彼女はそう考え、両足で床を蹴って飛び上がる。
「っと……!」
いくら相手が力が弱く小さな体の女の子とはいえ、突然の極端な体重移動には伊織も耐えられなかった。
彼は頭突きこそ食らわなかったが、燐音を抱いたまま後ろにバランスを崩してしまった。
「(痛ッ……!)」
バタンと大きな音がして、二人は玄関の上がり口に倒れ込む。
だが顔をしかめたのは伊織だけで、燐音は特に痛みも感じず、逆に得意げな声を上げた。
「ハッハッハ! 少し予定とは違ったが、どうだ、ボクの力思い知ったか!」
顔をしかめていた伊織は燐音の発言を聞き、無言で笑った。
「ああ、やられたよ。でも倒れたことで安定感が増したし、今度こそおまえを逃さないからな」
「く、これが人の器に縛られるということか……! 体の大きさが勝負に直結するとは……!」
その場面には彼の魅力が集約されていたが、燐音がそれに気付くことはなかった。
彼女が感づくのは、オカルト部の騒動が終わる直前。もう少し先の話だった。
その時の燐音は、再び体力が尽きてしまったのか彼に体を預けるようにして脱力し、ぼんやりと天井を見つめ始める。
伊織も体に残る痛みと衝撃から回復し、彼女と同じように力を抜いて体と頭を休ませていった。

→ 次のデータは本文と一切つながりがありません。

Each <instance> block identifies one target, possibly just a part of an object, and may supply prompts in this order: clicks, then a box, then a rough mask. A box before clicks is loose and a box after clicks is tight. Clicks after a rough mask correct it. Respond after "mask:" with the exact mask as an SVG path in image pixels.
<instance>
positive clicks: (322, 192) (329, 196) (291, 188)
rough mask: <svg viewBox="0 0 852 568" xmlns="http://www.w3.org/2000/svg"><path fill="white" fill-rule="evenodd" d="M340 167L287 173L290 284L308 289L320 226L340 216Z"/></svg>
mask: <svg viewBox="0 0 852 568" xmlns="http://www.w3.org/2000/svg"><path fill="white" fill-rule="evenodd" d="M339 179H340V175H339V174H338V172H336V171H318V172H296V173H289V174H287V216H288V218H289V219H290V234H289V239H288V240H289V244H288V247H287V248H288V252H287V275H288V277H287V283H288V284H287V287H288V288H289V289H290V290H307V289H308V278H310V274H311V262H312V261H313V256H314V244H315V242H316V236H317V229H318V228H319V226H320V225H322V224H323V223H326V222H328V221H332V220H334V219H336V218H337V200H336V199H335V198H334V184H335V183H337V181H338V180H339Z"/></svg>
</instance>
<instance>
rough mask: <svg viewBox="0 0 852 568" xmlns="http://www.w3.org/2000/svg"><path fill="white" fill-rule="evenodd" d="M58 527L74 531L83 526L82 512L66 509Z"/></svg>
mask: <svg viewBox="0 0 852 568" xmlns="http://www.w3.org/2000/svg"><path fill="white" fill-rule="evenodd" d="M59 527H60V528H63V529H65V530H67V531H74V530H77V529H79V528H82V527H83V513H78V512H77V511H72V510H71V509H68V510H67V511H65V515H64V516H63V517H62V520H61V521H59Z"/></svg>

二人は体をくっつけて寝転がったまま、しばしの間、何を考えるでもなく同じ時間を共有する。
次に沈黙を破ったのは、燐音のほうからだった。
「……なあ伊織、ボクはどうやったら離してもらえるんだ?」
「ん?」
彼は意表を突かれたような声を上げ、その後現状を思い出すと彼女に告げた。
「そりゃ、俺の質問にちゃんと答えてくれたらだな」
「……俺の質問って?」
「そうだな……、結菜と俺が同じになるとどうして都合が悪いのかも気になるけど、やっぱり最初に答えてもらいたいのは、おまえのやりたい目標だな」
「あう……」
さすがの燐音も話の流れを理解していたのか、観念したように可愛らしい声を上げた。
その声を聞いた伊織は改めて笑い、ようやく話の本題に入れそうだと感じた。
燐音は伊織の体の上でもじもじと動き始め、やがてか細い声で彼に言う。
「い、伊織、なんか言わされてるみたいで恥ずかしい……」
「みたい、じゃなくて言わされてるんだよ。いいからもったいぶらずに、さっさと言え」
「あうう……」
長い長い遠回りをしたと、伊織は思った。
しかし、とうとうそれが終着点へと向かう。
燐音を抱いている伊織には、彼女が体に力を込めて度胸を決めていくのがわかり――。
カチャリ。
その直前、金属質の音が響き渡る。
二人は凍りついた。
彼らがいる場所は玄関の上がり口。
音はすなわち、玄関の鍵が開けられた音に違いなく。
「い、伊織……!」
ヒソヒソ声を出す燐音の前で、ゆっくりとドアのノブが回り始める。
彼も彼女も、この時間に帰ってくる人物のことをとても良く知っていた。
燐音はあろうことか、恐怖から伊織の体にしがみつく。
「ただいまー」
香月結菜が玄関の扉を開けたのは、まさにそんな頃合いのことだった。